「井上政典」という人のブログから「台湾」の「李登輝総統」の発言部分を引用させていただきました。

「元日本人」としての思いがヒシヒシと伝わってくる発言だと思います。

同じ環境におかれていた「韓国」と「台湾」。
なぜ、このような違いが出てくるのかを、「歴史の流れ」から探ってみる必要があるのではないでしょうか?

元記事は、
李登輝閣下が訪日されていることをどうしてもっと報道しないのか?
となります。


李登輝閣下のスピーチ 平成27年4月13日 淡水李登輝事務所にて

前略

  私が見て悲しいと思ったことは、東北のあの大地震、民主党の菅総理が何をやったかというと、あれを見ていたらハラハラしてしょうがないですよ。

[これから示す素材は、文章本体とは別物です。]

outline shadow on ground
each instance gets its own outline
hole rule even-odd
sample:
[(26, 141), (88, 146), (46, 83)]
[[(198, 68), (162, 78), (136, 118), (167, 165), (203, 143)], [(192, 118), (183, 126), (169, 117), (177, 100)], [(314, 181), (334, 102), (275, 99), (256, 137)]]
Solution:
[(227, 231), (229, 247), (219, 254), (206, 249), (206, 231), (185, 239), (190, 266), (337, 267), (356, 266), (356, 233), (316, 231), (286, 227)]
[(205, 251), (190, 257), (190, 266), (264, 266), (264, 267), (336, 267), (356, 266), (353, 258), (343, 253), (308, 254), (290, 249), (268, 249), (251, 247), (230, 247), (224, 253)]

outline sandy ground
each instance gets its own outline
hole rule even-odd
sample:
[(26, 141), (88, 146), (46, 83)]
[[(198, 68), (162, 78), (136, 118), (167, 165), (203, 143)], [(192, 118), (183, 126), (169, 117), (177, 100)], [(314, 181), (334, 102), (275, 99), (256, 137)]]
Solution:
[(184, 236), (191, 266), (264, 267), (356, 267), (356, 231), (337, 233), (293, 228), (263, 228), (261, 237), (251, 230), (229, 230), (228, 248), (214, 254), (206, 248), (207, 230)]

 台湾でも921大地震、1999年9月21日に大地震がありました。私は朝から晩まで村から村までひとつずつ訪れて人民は今何が欲しいか、人民がどんな困難にぶつかっているかをいちいち聞いて即座に解決してあげなければならない。当時どんなことをしたのかは私が書いた救済日記があります。一か月どういうようにやってきたのかを記している。

 なぜこういうことができたかというのはみなさんの前でこういうことを言うのはおかしいけどね、私はかつて幹部候補生、そして千葉の稲毛の高射砲学校におりました時、3月10日の大空襲にぶつかったんですよ。高射砲部隊にいた時、東京千葉一晩にして十何万人の犠牲者が出てきたあの大空襲の時、私は稲毛におったんですよ。その翌朝私の小隊長までが爆弾で殺されたぐらいの状態であっても翌朝はね、救援開始。
 
 千葉から東京まで救済して回ったんだ。あんたがたその時はおそらく生まれていなかった頃だと思いますが、まあそのような経験があります。ああいう危険な状態にぶつかりそして人民が困っていると思い直接千葉から東京まで救済始めました。

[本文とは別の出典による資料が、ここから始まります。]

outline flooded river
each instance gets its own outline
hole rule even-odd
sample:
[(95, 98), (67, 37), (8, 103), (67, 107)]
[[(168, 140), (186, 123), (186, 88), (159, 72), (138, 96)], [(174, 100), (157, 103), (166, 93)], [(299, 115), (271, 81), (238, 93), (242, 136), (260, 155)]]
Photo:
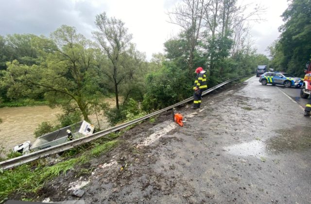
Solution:
[(56, 123), (57, 115), (61, 113), (59, 108), (47, 106), (0, 108), (0, 148), (8, 151), (25, 141), (34, 142), (34, 132), (38, 125), (44, 121)]

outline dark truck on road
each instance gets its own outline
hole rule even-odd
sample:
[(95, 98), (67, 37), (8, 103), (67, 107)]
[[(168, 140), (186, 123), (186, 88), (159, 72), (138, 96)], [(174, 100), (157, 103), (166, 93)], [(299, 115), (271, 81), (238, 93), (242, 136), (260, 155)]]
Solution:
[(259, 77), (266, 71), (267, 71), (266, 65), (259, 65), (257, 66), (257, 69), (256, 69), (256, 76)]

 もういろんな救いをやってね、そういう経験があったそれが私が総統になった1999年の台湾の921の大地震、どうすべきかというのはその時の経験でちゃんとわかっている。どうすべきか人民第一ですよ。

 私ね、このことで言いたいこといっぱいあるけどね、私のあの時に作られた救援隊、救助の団体が一万二千名おります。それを今回の地震で送ろうとしたらね、日本の外務省は断ってきた。日本は台湾の救援隊を受け入れる余裕がないとかいってね、72時間で、災害が起こってから72時間で救済しなければあの人たちの命助けられないですよ。

 あの金曜日のお昼の二時か三時ごろ地震でしょう?土曜日一所懸命に何とかして日本に人員を、その救助隊も実は921事件の時に日本財団から三億円のお金をもらっていろんないい装備を貰ってつくったものです。曽野綾子女史が会長だった時に三億円の救済金をくれた。救済金はもうそんなに貰わないで半分ぐらいはいろんな装備をほしいと、自動車を11台貰って、救助装備をいろんなところで三億だから一億五千万くらいのお金で作り上げた。それが半年ばかりして台湾に送られてきました。

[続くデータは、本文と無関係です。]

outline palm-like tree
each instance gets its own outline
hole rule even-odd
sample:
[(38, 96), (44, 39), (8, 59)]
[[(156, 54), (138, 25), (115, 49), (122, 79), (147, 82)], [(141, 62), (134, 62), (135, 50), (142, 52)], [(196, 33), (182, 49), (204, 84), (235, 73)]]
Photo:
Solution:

 曽野綾子さんによくこんなものくれました。この1万2千人の救助隊、これ日本に何かあったら一番初めに日本に送りますよと約束したのに、その約束を果たせないのよ私。実際の所、心が苦しくて、金曜日私は日本の人民に直接がんばりなさいもうこんな時に運命だと考えずに一所懸命国を大事にするということをやりなさいというようなメッセージを書いたのです。

 ところが救助隊がだせない。台湾の救助隊を受け取る準備がないとか言って、ここの交流協会をはじめ外務省は断ってばっかり。でも私はそんなことを気にしないで土曜日一日だめだった。翌朝台湾の中華航空まで断った、飛行機出してくれない。そこでエバーグリーンに頼んで飛行機を出してくれと頼んだ。そして日曜日の早朝に救済隊を出した。羽田についたらね、外務省は台湾の救済隊を受け入れる準備はできいないといわれ、台湾の救助隊はどこへ行って救済していいのかわからない。

 そこで私の救助隊は甲府の山梨のNPOにお願いしてどこへ行くべきかと相談して岩手県の一番寒いところに送ってもらってやっとこさ、救助隊が救助に赴くことができるようになったんですよ。

 こんな状態を見ているとじっさい考えてみれば日本も変わったもんだなと思ったんです。指導者が国というものを考えていない。中国とコリアが来ているから台湾来るなという調子だからね。ところが台湾人はね、日本に対する感情というのが違うんだよ。世界で一倍多い救援金を全部集めて日本に送ったのは台湾じゃないですか。そういう状態を見ていますと、台湾と日本との関係はこういうような一部の人間が考えているもんじゃない。